Vendas da LVMH crescem com demanda por luxo nos EUA compensando impactos da guerra no Oriente Médio
Vendas da LVMH crescem com demanda por luxo nos EUA compensando impactos da guerra no Oriente Médio
Reuters
27/07/2026
Por Dominique Patton
PARIS, 27 Jul (Reuters) - A gigante do luxo LVMH divulgou nesta segunda-feira um aumento nas vendas trimestrais, com a forte demanda nos Estados Unidos ajudando a compensar a redução nos gastos na Europa e na região do Golfo Pérsico, devido à guerra no Irã.
As vendas do segundo trimestre da empresa proprietária das marcas Louis Vuitton, Dior e Bulgari aumentaram 3%, após ajuste pelas variações cambiais, para 19,5 bilhões de euros, em linha com a estimativa consensual dos analistas, de acordo com a Visible Alpha.
O crescimento foi impulsionado pelos EUA, onde as vendas subiram 6% no segundo trimestre, após um aumento de 3% nos primeiros três meses do ano, informou a LVMH.
Marcas de luxo europeias intensificaram seu foco nos Estados Unidos, abrindo lojas e realizando eventos de moda para atrair consumidores abastados impulsionados pelo boom da IA e da tecnologia, enquanto a demanda permanece moderada em outras regiões.

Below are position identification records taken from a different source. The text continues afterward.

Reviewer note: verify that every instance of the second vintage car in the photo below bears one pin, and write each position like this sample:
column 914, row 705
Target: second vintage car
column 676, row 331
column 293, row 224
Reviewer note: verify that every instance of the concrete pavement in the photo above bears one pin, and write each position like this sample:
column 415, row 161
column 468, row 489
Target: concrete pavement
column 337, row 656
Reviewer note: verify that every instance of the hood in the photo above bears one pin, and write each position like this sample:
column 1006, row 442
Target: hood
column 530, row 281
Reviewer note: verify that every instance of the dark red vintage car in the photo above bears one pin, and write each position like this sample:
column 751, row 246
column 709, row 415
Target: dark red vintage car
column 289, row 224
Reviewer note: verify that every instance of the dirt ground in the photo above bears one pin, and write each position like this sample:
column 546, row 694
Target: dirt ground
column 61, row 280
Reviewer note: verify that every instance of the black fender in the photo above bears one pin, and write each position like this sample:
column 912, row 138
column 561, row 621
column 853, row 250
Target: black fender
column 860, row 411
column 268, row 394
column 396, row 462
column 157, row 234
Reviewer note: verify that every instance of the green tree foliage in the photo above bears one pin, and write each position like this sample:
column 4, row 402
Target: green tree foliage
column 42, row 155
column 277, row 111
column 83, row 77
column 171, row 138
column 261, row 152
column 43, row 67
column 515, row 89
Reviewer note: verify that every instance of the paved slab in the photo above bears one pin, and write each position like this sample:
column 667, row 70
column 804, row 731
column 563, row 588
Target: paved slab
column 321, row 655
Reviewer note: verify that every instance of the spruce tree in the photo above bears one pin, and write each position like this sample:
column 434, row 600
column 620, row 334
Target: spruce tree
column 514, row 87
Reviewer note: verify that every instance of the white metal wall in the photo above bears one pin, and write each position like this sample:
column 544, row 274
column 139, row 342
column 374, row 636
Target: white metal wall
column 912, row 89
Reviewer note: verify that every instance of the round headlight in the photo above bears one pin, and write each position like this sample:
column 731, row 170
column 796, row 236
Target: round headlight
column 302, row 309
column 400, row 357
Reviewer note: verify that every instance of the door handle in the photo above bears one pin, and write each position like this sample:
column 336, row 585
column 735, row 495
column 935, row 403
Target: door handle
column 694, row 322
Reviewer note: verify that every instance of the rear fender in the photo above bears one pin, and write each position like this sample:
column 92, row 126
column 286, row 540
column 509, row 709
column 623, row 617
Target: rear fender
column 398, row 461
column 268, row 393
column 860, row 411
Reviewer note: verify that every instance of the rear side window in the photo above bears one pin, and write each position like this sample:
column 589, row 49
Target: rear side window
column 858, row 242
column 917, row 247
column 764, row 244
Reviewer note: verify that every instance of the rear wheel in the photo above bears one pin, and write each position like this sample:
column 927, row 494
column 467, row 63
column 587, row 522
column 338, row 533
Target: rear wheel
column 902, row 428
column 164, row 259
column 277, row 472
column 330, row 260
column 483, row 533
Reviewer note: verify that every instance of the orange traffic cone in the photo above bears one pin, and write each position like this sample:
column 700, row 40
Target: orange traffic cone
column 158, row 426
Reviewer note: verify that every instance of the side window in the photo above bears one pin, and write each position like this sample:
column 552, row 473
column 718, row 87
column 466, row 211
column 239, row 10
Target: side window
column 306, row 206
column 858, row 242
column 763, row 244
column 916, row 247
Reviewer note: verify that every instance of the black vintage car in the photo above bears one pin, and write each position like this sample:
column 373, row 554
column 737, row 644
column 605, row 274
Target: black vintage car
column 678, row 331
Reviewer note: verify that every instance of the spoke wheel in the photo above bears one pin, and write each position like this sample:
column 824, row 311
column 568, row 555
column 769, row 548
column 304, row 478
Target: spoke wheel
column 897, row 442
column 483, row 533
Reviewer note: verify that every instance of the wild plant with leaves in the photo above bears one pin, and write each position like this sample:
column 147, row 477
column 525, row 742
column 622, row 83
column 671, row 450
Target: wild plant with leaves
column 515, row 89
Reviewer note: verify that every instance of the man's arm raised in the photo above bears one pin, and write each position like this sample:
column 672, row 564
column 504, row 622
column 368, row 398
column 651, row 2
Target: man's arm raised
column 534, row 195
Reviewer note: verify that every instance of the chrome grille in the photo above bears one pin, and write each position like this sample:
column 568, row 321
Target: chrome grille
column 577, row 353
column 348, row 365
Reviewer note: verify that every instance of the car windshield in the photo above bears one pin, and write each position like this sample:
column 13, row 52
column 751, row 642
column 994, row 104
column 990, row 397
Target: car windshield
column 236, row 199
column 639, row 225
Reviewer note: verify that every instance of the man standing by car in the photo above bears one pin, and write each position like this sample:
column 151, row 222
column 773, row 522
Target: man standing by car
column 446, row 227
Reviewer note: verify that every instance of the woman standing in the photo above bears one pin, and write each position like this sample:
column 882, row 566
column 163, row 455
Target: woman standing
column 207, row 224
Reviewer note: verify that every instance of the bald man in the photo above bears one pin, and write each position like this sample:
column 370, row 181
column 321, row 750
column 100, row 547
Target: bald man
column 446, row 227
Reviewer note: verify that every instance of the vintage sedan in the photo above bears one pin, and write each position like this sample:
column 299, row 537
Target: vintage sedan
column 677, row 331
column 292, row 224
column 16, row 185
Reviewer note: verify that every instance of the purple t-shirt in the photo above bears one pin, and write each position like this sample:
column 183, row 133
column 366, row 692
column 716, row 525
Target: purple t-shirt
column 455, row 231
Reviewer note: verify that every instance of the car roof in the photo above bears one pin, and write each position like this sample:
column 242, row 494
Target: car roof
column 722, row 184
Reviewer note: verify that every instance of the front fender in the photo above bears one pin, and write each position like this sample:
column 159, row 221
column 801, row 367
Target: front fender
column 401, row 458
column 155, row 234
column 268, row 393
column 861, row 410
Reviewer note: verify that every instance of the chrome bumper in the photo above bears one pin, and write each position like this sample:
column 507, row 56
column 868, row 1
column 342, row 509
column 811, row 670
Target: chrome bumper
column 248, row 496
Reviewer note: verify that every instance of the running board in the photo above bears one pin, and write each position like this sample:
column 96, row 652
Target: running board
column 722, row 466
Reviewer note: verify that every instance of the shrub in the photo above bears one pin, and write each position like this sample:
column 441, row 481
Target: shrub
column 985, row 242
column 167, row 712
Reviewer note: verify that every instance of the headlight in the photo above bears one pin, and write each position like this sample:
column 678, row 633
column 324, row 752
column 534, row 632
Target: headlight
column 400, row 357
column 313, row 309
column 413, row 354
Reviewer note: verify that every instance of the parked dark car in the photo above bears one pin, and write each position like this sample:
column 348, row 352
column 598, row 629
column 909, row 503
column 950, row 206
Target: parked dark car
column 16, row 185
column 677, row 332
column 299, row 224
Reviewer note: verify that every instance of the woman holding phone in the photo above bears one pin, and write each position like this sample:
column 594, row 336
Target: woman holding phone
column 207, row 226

No entanto, a divulgação do resultado da LVMH -- o primeiro grande grupo de luxo a divulgar os números do primeiro semestre -- pode não ser suficiente para tranquilizar os investidores de que o setor de luxo, avaliado em US$400 bilhões, está finalmente saindo de uma recessão de dois anos.
A divisão de moda e artigos de couro, que gera a maior parte do lucro operacional da LVMH, registrou um crescimento orgânico de 1%. Esse foi seu primeiro aumento trimestral em dois anos, mas ficou aquém das expectativas dos analistas, que previam uma alta de 1,7%.
A LVMH afirmou que a guerra dos EUA com Irã reduziu o crescimento da divisão em 1 ponto percentual, mas acrescentou que a Dior estava ganhando impulso sob a liderança do novo diretor criativo, Jonathan Anderson.
Na Europa, as vendas permaneceram estáveis no trimestre, se estabilizando após uma queda nos primeiros três meses do ano, quando o conflito no Oriente Médio pesou sobre o turismo.
No primeiro semestre, as vendas cresceram 2% em termos orgânicos, mas caíram 3% em termos reportados, para 38,6 bilhões de euros. No mesmo período, os lucros das operações correntes caíram 4%, para 8,7 bilhões de euros, embora a margem operacional tenha se mantido praticamente estável em 22,5%.
As ações do grupo francês, controlado pelo bilionário Bernard Arnault, caíram 28% desde o início do ano, tornando a LVMH uma das ações com pior desempenho na Europa no período.